New IEA Report Highlights Need to Address Air Pollution and Clean Cooking
The International Energy Agency (IEA) released its first in-depth analysis of the intersection of energy, air pollution, and health – paired with a powerful call to action for governments to intervene. The report highlights the role and potential for impact that the energy sector has in improving air quality around the world. In a comprehensive country- and sector-specific analysis of two scenarios (one in which existing policies remain in place and another one in which robust supplemental measures are put in place to further reduce emissions) the IEA projects that premature deaths due to outdoor air pollution will increase by 50% and those due to indoor air pollution will decrease by 18% 2030 if the current policies remain, whereas a strengthened energy agenda could result in a 10% and 73% reductions in those numbers respectively.
The report makes a strong case for better regulations and management of energy consumption and associated pollution by international governments. Three key areas for action were identified:
- Setting ambitious long-term air quality goals
- Putting in place country-specific clean air policies for the energy sector to achieve those long-term goal, through avoiding emissions, Innovating, and Reducing emissions (A-I-R).
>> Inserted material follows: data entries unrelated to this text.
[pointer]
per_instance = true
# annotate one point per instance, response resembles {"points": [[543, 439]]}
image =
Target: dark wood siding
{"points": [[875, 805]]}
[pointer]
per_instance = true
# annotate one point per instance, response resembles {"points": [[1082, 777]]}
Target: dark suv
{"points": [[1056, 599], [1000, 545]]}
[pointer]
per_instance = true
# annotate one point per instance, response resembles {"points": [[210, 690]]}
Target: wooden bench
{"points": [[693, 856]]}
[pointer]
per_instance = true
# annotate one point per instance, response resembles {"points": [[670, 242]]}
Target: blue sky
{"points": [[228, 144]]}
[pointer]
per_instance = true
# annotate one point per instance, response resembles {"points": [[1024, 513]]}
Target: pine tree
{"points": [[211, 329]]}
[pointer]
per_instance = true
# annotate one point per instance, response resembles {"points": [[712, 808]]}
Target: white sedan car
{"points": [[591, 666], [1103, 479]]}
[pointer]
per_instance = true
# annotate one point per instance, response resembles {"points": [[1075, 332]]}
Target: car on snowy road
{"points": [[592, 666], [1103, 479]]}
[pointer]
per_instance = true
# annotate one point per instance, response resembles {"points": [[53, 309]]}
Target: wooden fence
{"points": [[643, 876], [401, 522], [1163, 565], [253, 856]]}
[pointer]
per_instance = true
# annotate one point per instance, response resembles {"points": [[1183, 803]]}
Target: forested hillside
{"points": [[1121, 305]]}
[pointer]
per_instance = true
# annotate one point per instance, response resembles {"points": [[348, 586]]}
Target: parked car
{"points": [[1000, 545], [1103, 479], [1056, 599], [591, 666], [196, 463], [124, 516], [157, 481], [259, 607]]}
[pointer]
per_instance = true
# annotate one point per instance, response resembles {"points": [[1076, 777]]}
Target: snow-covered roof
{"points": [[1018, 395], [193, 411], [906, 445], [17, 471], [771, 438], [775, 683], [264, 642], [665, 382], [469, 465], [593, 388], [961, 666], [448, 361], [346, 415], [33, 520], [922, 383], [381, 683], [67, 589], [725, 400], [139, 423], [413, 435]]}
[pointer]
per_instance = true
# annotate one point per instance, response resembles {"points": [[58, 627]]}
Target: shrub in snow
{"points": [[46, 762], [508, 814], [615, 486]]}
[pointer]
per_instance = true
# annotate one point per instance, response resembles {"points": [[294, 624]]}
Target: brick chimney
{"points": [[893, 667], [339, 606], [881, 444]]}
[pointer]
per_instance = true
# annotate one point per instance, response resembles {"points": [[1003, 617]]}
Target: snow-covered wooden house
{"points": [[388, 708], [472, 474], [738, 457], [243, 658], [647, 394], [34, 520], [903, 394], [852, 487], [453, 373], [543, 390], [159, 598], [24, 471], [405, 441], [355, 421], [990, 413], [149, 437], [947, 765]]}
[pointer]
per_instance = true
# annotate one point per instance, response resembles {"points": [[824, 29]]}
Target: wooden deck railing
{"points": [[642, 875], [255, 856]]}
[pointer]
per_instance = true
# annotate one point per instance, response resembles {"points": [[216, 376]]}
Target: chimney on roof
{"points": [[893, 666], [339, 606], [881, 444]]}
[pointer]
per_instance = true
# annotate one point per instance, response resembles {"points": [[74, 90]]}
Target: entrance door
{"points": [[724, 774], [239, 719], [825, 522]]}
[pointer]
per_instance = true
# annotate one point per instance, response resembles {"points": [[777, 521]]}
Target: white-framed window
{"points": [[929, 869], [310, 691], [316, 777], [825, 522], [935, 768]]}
- Ensuring effective monitoring, enforcement, evaluation and communication strategies
Because each region of the world is faced with a different set of circumstances, the IEA offers a menu of potential air pollution mitigation strategies for each nation or region to implement its own cocktail of policies adapted to their most pressing issues. Of particular relevance to the Alliance’s mission is the call for universal access to cleaner cooking fuels and electricity. Household air pollution, among the leading risk factors for child mortality and chronic cardiopulmonary conditions, burdens nearly half of the global population on a daily basis. The Alliance, which promotes the use of clean and/or efficient cooking technologies and fuels, is encouraged by the importance that household energy consumption has been afforded in this global call for policy reform and energy sector regulation.